Bonsai Dying Causes

Sometimes, our beloved trees don’t thrive, and we may not know why. In this article, you will find five basic issues to look for to understand if you are doing the right thing for your bonsai.


Your bonsai could suffer if it’s located in the wrong place. For example, a shade-loving tree positioned in full sun will most likely not do well because its leaves will burn, and it will be unable to deal with the heat. The tree should be relocated.


Tropical trees placed outdoors in temperate areas will be not capable of adapting to the temperature, as wouldn’t an outdoor tree grown indoors. Providing the right temperature for the right specimen is fundamental.


The level of humidity affects tropical trees mostly. These trees are used to growing in a high-humidity environment. If the leaves of your bonsai start to curl, it may be a sign of a low humidity level versus high heat. Simply apply a humidity tray under your tree and spray water on the leaves from time to time.

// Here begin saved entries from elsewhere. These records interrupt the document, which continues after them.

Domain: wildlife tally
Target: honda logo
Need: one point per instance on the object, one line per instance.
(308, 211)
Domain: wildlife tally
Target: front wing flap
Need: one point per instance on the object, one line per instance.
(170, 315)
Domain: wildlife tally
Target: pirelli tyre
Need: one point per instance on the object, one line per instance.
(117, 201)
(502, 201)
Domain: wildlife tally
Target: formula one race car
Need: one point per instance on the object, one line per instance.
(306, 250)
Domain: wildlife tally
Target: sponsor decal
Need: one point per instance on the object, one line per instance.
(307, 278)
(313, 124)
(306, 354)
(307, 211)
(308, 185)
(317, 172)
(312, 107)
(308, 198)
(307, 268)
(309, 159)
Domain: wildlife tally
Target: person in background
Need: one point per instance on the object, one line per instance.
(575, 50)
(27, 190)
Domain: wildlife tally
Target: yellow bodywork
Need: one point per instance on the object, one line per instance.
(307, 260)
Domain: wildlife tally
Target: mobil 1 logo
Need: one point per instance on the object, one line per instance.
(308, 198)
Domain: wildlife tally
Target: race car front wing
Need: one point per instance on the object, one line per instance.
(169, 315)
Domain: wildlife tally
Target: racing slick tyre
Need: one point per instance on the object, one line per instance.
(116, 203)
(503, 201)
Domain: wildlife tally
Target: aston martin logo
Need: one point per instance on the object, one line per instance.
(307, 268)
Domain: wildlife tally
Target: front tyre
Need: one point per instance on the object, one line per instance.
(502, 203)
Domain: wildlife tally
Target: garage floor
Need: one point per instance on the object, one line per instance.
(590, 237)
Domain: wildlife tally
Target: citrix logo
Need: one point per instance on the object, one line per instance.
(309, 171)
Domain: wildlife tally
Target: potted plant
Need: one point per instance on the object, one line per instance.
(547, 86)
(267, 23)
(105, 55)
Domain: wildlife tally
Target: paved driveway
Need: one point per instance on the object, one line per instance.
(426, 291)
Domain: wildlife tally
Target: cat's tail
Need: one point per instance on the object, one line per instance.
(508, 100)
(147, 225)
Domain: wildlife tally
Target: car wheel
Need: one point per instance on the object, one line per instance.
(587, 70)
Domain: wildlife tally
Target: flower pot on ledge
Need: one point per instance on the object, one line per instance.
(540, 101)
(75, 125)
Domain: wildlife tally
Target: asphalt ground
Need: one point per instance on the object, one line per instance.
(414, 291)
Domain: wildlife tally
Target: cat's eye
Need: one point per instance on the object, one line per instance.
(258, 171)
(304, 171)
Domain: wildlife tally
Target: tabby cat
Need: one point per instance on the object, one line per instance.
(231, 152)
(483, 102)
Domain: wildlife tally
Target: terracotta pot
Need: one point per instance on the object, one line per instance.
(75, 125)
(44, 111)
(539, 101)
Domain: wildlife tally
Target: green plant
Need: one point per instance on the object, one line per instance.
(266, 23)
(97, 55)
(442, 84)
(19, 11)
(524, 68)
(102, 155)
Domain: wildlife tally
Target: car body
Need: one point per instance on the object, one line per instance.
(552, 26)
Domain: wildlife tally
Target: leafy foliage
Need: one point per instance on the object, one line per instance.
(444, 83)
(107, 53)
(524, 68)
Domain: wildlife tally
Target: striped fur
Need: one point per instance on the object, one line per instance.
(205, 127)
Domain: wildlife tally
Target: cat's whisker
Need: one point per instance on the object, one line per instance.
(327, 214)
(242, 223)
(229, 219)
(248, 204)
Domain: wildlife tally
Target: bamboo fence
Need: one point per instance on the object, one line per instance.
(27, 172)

Overwatering will cause waterlogging, which will lead the roots to rot. This can be spotted by the leaf’s tips becoming black or brown. Conversely, if you let your tree become bone dry, the roots will be not able to retrieve sufficient water and nutrients to live. In this case, the leaves will become yellow, fade, and fall. In both cases, it is sometimes impossible to bring your tree back to life, so keep the soil moist and not too wet or too dry to avoid this happening.


Indoor trees require an appropriate amount of light, or they will start to weaken, and the leaves will turn yellow and fall. South-facing windows can usually provide bright daylight (the type of light most plants appreciate).

Wrapping Up

To avoid any of these issues, get to know your tree, its origins, and its requirements. This information will help you keep your tree healthy.